Ok, le promesse sono debiti, e quindi sono andato a fare un sopralluogo da
Rubagalline. Prima di tutto correggiamo gli errori di stampa: si chiama Rubbagalline co' ddue bbi, come puoi vedere nella diapositiva accanto. E poi mi sono ricreduto. Credevo che fosse l'antagonista del
Baffo. Non è esattamente così, direi piuttosto che i due occupano due segmenti di mercato differenti. Per dire, da Rubbagalline c'è la tovaglia di stoffa. Ci sono i tovaglioli di stoffa, pure piegati a soffietto. Quando entri quasi ti sorridono. E soprattutto non c'è il terribile megafono che c'è da Baffo.
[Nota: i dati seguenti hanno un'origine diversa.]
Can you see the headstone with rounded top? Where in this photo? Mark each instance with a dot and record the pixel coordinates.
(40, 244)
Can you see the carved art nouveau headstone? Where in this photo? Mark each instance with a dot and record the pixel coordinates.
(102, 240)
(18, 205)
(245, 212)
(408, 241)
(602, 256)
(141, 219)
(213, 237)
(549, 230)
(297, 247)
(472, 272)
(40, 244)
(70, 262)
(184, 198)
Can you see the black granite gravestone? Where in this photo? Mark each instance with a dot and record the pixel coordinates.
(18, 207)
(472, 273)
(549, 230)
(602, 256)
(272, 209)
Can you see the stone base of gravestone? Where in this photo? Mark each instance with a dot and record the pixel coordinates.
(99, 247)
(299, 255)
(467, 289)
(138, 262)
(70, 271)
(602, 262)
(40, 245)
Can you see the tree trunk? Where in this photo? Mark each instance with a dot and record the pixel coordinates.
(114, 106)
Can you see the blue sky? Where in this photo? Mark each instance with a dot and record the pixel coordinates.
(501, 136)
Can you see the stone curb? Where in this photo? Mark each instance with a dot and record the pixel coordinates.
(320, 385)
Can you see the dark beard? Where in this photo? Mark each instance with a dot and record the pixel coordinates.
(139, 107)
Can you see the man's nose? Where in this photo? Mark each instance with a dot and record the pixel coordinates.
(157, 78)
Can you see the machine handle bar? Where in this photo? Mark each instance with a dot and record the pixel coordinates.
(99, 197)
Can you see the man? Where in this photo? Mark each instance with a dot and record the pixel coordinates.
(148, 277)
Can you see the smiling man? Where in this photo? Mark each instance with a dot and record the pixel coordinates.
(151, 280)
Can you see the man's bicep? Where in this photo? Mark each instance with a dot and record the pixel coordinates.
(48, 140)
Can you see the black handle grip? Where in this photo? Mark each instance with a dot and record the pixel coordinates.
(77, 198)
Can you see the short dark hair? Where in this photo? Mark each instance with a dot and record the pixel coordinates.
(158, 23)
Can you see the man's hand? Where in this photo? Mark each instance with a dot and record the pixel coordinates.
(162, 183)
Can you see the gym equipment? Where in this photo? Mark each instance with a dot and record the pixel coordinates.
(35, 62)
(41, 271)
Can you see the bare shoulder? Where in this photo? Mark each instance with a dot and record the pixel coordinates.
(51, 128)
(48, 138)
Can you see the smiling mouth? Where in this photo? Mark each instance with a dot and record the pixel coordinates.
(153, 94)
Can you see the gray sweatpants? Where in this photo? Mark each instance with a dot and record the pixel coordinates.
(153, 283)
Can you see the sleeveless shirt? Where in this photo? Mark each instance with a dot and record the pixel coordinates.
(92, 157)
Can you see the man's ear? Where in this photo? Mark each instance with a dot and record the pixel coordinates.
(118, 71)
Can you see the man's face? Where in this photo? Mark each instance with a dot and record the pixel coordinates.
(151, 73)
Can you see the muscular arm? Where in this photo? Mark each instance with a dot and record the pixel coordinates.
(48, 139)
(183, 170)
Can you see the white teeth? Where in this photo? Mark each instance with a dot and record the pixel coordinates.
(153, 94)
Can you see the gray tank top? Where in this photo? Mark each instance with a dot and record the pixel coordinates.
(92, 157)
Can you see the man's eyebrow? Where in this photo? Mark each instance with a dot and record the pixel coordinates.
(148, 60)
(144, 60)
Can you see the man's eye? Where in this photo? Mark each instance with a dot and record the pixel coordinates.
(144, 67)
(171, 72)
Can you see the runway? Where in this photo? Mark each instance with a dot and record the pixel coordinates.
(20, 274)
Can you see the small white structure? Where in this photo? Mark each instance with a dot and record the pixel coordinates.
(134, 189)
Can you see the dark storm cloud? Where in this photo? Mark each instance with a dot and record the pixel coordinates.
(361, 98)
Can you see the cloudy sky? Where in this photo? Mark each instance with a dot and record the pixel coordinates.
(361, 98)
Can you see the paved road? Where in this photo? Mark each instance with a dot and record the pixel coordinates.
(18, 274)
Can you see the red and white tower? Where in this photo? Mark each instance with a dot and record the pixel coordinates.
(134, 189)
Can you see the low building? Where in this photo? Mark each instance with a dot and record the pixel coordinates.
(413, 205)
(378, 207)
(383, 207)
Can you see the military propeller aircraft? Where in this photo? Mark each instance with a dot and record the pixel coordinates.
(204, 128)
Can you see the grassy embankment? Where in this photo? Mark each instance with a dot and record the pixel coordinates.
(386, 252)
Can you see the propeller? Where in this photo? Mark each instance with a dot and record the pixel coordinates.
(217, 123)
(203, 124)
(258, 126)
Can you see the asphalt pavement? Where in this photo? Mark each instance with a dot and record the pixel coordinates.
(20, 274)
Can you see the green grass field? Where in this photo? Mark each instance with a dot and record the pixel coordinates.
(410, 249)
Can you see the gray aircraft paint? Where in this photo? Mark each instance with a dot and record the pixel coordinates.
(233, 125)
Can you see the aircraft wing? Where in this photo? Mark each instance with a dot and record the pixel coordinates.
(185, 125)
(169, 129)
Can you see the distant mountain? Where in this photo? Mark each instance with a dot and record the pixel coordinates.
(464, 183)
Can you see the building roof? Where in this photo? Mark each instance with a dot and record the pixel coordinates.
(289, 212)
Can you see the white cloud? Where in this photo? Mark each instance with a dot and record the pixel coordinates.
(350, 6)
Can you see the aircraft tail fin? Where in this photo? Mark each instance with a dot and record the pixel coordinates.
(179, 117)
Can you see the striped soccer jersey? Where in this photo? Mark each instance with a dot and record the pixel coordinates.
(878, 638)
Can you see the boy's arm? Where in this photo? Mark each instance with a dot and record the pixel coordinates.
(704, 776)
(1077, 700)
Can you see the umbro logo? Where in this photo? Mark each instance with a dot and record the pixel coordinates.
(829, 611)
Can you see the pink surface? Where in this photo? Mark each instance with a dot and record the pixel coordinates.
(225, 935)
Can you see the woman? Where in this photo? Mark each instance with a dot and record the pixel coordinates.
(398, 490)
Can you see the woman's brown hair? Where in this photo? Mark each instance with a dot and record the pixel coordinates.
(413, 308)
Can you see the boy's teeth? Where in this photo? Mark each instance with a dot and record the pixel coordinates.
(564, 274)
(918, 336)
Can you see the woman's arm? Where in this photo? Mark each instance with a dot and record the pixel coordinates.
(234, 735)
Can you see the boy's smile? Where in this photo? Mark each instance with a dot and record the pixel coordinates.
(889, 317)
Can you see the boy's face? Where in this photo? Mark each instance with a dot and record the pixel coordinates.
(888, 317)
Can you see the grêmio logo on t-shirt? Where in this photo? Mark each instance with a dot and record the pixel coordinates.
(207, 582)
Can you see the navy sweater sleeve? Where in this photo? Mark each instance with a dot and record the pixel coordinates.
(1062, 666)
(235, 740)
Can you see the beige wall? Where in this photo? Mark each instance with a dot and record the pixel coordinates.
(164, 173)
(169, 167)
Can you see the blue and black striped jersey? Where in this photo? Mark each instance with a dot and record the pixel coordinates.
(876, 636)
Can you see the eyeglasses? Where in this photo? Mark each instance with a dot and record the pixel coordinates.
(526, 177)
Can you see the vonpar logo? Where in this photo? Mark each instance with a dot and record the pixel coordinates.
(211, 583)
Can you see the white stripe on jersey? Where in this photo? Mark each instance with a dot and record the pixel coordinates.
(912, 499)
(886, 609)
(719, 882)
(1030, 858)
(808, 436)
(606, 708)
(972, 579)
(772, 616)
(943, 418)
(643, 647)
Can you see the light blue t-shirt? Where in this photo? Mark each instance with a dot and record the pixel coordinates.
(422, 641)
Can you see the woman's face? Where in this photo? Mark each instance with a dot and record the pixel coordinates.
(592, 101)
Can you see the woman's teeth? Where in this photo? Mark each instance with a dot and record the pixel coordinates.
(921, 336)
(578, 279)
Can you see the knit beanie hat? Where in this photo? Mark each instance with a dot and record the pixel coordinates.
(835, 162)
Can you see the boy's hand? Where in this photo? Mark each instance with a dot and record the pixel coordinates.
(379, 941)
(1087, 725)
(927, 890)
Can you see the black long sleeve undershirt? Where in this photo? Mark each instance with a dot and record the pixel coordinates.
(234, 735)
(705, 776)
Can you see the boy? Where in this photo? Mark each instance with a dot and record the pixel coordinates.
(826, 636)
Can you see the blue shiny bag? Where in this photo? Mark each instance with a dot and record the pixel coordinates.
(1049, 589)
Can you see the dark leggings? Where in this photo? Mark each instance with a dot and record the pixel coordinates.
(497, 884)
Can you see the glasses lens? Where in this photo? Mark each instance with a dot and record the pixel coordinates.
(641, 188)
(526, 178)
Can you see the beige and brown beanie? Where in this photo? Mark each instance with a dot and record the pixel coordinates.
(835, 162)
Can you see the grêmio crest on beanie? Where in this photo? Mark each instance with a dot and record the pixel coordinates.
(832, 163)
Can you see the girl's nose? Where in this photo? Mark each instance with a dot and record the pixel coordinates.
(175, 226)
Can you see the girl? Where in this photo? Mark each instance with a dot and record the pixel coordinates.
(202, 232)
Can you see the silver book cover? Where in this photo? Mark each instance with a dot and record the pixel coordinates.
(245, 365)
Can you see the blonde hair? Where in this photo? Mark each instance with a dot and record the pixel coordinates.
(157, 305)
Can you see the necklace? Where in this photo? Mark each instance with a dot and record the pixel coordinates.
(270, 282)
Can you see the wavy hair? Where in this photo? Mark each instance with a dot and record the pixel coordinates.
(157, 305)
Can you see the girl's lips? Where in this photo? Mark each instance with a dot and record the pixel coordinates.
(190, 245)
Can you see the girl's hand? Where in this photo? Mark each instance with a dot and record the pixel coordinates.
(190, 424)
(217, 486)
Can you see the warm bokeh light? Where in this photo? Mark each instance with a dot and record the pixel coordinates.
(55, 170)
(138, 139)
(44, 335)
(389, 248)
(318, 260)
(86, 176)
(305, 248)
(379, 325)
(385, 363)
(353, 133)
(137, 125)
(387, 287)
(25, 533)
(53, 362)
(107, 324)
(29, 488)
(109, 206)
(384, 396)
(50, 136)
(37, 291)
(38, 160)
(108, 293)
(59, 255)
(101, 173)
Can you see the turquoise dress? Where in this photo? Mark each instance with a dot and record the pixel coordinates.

Quindi secondo me chi vuole un minimo di atmosfera da ristorante va da Rubbagalline, chi vuole un po' di folklore va da Baffo.

Per il resto la prassi è la stessa. Ci mangiamo il nostro antipasto e poi andiamo dal signore con la mannaia circondato da quarti di bue. Scelgo il mio pezzo: "Mi fa una bistecca di questo, però un po' più sottile di quella che ha appena fatto, grazie" *STUNF*! Il tipo scaglia una mannaiata contro il quarto di bue e butta la bistecca tagliata sulla bilancia: 520 grammi. Mi scende una goccia di sudore, ma il peggio deve venire. La mia consorte, che è molto più morigerata di me, chiede timidamente del filetto. *STUNF*! il pezzo di filetto vola sulla bilancia: soltanto 400 grammi. In definitiva in 4 ci siamo mangiati 2 kg abbondanti di carne, oltre a un po' di affettati e qualche contorno. Io non credevo che ce l'avrei fatta, eppure quando la carne è buona ci riesci benissimo. Vabè, il giorno dopo mi sono svegliato ancora vivo, sorprendentemente.